Most volatilome studies focus exclusively on the comparison of those with asthma and healthy controls. However, it is also important to compare the exhaled breath of patients with asthma and those with similar symptoms33. Moreover, since the most asthmatics have other coexisting diseases6,23, it is crucial to take them into account for the correct study of this disease. So, in this study, exhaled breath profiles of A-AD and NA-AD were compared, successfully discriminating between the two categories (four significant models were generated). In this regard, Dragonieri et al.64 distinguished between asthma patients with allergic rhinitis and patients without asthma but with allergic rhinitis. However, they could not determine the identity of discriminant VOCs, and only a “breathprint” was obtained because e-NOSE instead of technologies based on mass spectrometry was used. In our study, VOCs with features selected as discriminants of asthma disease among patients with other atopic disorders were carbon disulfide, tetrahydroisoquinoline derivative, 2-ethyl-1-hexanol and decane in model III.A, model III.B, model III.C and model III.D. Carbon disulfide is an environmental pollutant classified as neurotoxic that has been previously selected as a discriminant for asthma65. On the other hand, the endogenous origin of alkanes in exhaled breath is under debate, as they can also derive from exogenous sources66. Regardless, decane has been highlighted as a discriminant of allergic asthma by previous studies67,68. Traditionally, alkanes have been identified as a possible biomarker for asthma diagnosis69 because some of them are produced during lipid peroxidation24,70,71 (Fig. 1).

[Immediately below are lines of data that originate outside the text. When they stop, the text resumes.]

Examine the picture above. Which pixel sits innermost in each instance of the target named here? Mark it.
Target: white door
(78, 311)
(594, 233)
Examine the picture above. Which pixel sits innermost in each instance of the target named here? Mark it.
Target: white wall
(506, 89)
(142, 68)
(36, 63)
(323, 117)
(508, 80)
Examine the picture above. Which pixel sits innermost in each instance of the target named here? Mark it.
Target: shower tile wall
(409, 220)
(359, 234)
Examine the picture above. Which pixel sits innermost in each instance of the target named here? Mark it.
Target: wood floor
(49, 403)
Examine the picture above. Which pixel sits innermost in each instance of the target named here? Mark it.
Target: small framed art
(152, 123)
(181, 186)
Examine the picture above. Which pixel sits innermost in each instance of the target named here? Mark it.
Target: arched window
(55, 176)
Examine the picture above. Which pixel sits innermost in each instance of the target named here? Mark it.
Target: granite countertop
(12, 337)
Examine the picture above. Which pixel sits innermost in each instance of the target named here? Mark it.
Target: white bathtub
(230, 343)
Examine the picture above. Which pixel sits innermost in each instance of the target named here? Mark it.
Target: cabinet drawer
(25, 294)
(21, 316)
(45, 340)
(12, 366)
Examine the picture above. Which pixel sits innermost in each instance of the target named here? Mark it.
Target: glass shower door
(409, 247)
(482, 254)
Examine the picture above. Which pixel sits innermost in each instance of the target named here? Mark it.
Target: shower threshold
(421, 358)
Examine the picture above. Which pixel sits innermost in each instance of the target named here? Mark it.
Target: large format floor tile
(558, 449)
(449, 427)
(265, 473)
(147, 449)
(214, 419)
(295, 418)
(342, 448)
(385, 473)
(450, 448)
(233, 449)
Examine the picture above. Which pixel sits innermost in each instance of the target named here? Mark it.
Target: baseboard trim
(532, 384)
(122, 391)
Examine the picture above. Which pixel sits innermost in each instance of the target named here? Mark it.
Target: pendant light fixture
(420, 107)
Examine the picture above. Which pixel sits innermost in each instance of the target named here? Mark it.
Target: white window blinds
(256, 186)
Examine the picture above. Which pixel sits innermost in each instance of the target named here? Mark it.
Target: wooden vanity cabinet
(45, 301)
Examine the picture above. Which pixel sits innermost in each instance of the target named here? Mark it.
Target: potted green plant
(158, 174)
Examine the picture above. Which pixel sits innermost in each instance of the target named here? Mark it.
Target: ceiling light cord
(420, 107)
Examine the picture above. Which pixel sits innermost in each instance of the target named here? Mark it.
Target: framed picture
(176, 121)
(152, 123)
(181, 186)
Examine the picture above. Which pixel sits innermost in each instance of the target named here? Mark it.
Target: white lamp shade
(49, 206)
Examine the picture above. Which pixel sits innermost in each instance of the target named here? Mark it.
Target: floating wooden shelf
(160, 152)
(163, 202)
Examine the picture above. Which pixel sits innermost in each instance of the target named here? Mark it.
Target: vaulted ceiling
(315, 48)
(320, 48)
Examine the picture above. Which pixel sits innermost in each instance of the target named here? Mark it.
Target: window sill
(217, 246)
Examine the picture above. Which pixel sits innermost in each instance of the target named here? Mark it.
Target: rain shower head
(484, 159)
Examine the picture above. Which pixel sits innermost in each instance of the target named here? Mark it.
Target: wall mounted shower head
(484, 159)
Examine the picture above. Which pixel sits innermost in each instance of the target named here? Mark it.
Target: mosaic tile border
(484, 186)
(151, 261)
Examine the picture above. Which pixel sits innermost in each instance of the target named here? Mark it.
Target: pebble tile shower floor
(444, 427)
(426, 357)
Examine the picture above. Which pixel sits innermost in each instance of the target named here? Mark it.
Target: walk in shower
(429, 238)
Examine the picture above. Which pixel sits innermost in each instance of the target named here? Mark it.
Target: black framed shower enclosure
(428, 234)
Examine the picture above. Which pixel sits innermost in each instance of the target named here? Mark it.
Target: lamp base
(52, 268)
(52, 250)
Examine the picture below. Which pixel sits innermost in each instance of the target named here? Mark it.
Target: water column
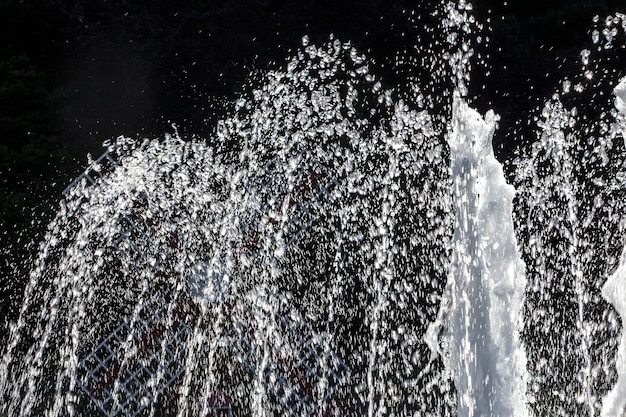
(614, 291)
(485, 288)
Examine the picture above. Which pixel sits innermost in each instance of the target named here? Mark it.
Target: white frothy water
(481, 310)
(614, 290)
(307, 260)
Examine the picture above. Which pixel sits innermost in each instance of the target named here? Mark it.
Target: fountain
(334, 251)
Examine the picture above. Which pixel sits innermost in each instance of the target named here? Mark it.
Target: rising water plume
(333, 250)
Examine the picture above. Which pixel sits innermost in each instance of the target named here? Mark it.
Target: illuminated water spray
(333, 251)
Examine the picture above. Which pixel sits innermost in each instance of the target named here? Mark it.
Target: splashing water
(333, 251)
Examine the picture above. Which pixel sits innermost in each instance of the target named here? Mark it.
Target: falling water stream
(333, 250)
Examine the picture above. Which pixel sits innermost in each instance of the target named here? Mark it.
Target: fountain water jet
(321, 256)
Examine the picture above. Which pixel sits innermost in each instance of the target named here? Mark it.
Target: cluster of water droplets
(332, 250)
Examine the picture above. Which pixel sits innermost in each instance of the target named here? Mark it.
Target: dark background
(74, 73)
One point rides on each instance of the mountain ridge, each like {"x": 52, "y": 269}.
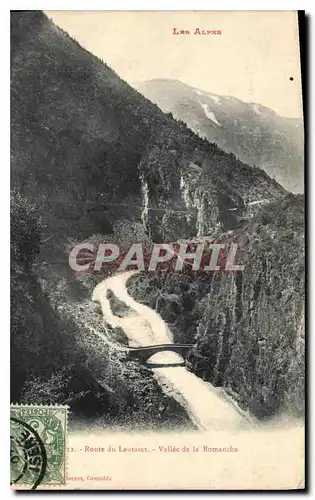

In this study, in addition to the main VOC variables, other variables in addition to VOC variables were included in the model-building process, such as atopic parental history or WBCs, with successful outcomes. This is in line with the results of previous studies which have also shown that analysis of VOCs in exhaled breath can be compatible with established strategies72–74. In this regard, a radical change of concept in asthma diagnosis is urgently being demanded by physicians and scientists. Hence, the diagnostic protocol must be based on a combination of techniques that are preferably noninvasive and do not rely on a single method.
Study limitations
The study has several limitations. It was not possible to distinguish between asthma phenotypes. All but one of the asthmatics included in the study were diagnosed with other atopic diseases. Therefore, it was not possible to differentiate between asthmatics with coexisting other atopic diseases and asthmatics without other atopic diseases. Furthermore, other pharmacological treatments not included in the questionnaires may have a confounding effect that could affect the exhaled breath samples.
Conclusion
The results of the present study mainly show that the distinction between asthmatics with other coexisting atopic diseases and non-asthmatics (with or without atopic diseases) using VOC analysis in exhaled breath is feasible when metabolomics best practices are performed (e.g., a large cohort of subjects were recruited, environmental influence was assessed, a reproducible workflow was used by data preprocessing step, a robust data analysis was carried out for models construction, the model performance was assessed by two approaches (fivefold cross-validation and testing in the validation set), and significance of models was evaluated). In addition, the output of the modeling process confirms that VOC analysis together with the subject's parental history can be a good strategy for asthma with other coexisting atopic diseases screening. Moreover, the findings of this study confirmed that VOC analysis (either by itself or together with other established techniques) is helpful to distinguish asthma among patients with other atopic diseases.
Methods
Analysis of the data collected in the European Health Survey in Spain of 2014 (EHSS-2014) and in the Spanish National Health Survey of 2017 (ENSE-2017)
The information compiled in both the European Health Survey in Spain 2014 (EHSS-2014) and the Spanish National Health Survey 2017 (ENSE-2017), elaborated by the National Institute of Statistics (INE) in Spain was analysed using R (version 3.6.1). Specifically, a multiple correspondence analysis (MCA) was performed using package FactoMineR75. In addition, chi-square test or Fisher's exact test was carried out to check if there were significant differences (p-value < 0.05) in variables between asthmatics and non-asthmatics76. Firstly, the analysis was conducted on data from all subjects and, secondly, only on data from women of childbearing age (18- to 45-year-old women).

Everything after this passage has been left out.